Fifty years on, Da Nang has changed tremendously. I was not stopping though. My destination was further south, a town which had supposedly escaped time’s ravages.
It was a place I’d wanted to visit for years, and I had a question which needed answering.
Hoi An. Is it Asia’s prettiest town?
Hoi An’s a surviving ancient trading port — a rare specimen. Designated UNESCO World Heritage status at the end of the millennium, Hoi An is living history. Parts of the town are five hundred years old, and you can feel the years that have passed here.
Hoi An was once the most important trading port in Southeast Asia, visited by Chinese, Japanese and Portuguese traders. Its reach was global, with ceramics from Hoi An discovered in places as far-flung as Egypt.
It’s ironic then that Hoi An’s economic demise is why it’s so well-preserved today. Political change meant Da Nang overtook Hoi An as the region’s major trading port. The silting-up of the river-mouth further reduced Hoi An’s stature. Hoi An was then ignored for 200-odd years, saving it from modernisation.
Thank God this happened.
The sights of Hoi An
Against this historical tapestry, Hoi An cast its spell. The narrow alleys and pastel-coloured buildings charmed me, and I ended up staying twice as long as I’d originally planned. It’s easy to see why.

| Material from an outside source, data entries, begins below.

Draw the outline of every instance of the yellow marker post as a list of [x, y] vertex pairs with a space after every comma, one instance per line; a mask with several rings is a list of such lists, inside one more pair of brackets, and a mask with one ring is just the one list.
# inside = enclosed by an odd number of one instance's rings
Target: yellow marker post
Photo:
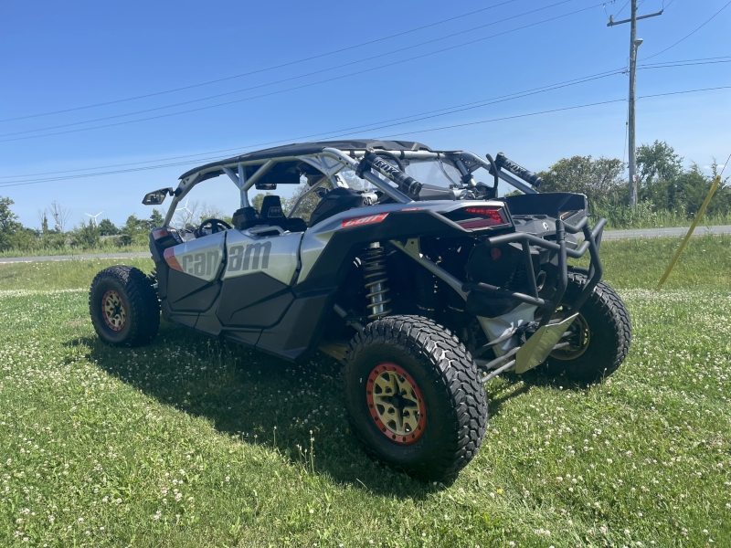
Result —
[[706, 195], [705, 199], [703, 201], [701, 208], [698, 210], [698, 213], [695, 214], [695, 218], [693, 219], [693, 225], [691, 225], [691, 227], [688, 229], [688, 234], [686, 234], [685, 237], [683, 238], [683, 242], [681, 242], [680, 248], [678, 248], [678, 250], [675, 252], [675, 257], [673, 257], [673, 260], [670, 261], [668, 268], [665, 269], [665, 273], [662, 274], [662, 278], [660, 279], [660, 282], [658, 282], [657, 284], [656, 290], [659, 291], [660, 290], [662, 289], [662, 285], [665, 283], [665, 280], [668, 279], [668, 276], [670, 276], [670, 273], [673, 271], [673, 268], [675, 266], [675, 263], [678, 262], [678, 258], [680, 258], [681, 253], [683, 253], [683, 250], [685, 248], [685, 245], [688, 243], [688, 240], [691, 238], [691, 236], [693, 236], [693, 231], [695, 230], [695, 227], [698, 226], [698, 221], [701, 220], [703, 214], [705, 213], [705, 208], [708, 206], [708, 203], [711, 201], [711, 196], [714, 195], [714, 193], [715, 192], [715, 189], [718, 188], [718, 184], [720, 183], [721, 183], [721, 175], [718, 175], [714, 180], [714, 184], [711, 184], [711, 190], [708, 191], [708, 195]]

A typical day started with coffee on the riverfront. From the terrace I’d watch the river coming to life, fishing boats breaking the still water.
I’d then wander through the morning-market, impressed by the array of colour on sale.
Lunch was just as relaxed. Hoi An has interesting regional cuisine like the cao lầu and mì quảng, which are dry noodle dishes. Bánh mì was sold everywhere; the start of a delicious addiction.
In the late afternoon, Hoi An’s buildings would look most brilliant. The bright yellow walls were illuminated by the sun, vividly contrasting with the starched blue sky.
As night fell, Hoi An’s ubiquitous lamps came on, lighting the riverfront in soft reds and purples. The hum of people descending on the river for dinner produced a vibrant yet relaxed atmosphere.
Families would take photos at the the ancient Japanese bridge, admiring the structure which was built in the 1590s. Small crafts carried couples on romantic cruises, the only sound being the oarsman’s paddle tickling the water.
I sat and drank beer, watching kids float paper lanterns down the river, their ultimate fate unknown, but predictable.
Hoi An knew how to make itself difficult to leave.
One boiling-hot day I hired a bike and rode out of town. My destination was An Bang beach, a few kilometres outside Hoi An.
My route took me through impossibly green fields being ploughed by water buffalo; past colourful cemeteries and criss-crossing rivers. I knew I’d arrived in Vietnam.
An Bang beach however, was another story. The water looked dirty, and sun-loungers were crammed along every inch of habitable beachfront. It was nigh impossible to sit without being hassled to buy a drink. Even worse was the terrible erosion, with the remedial work further blighting the beach.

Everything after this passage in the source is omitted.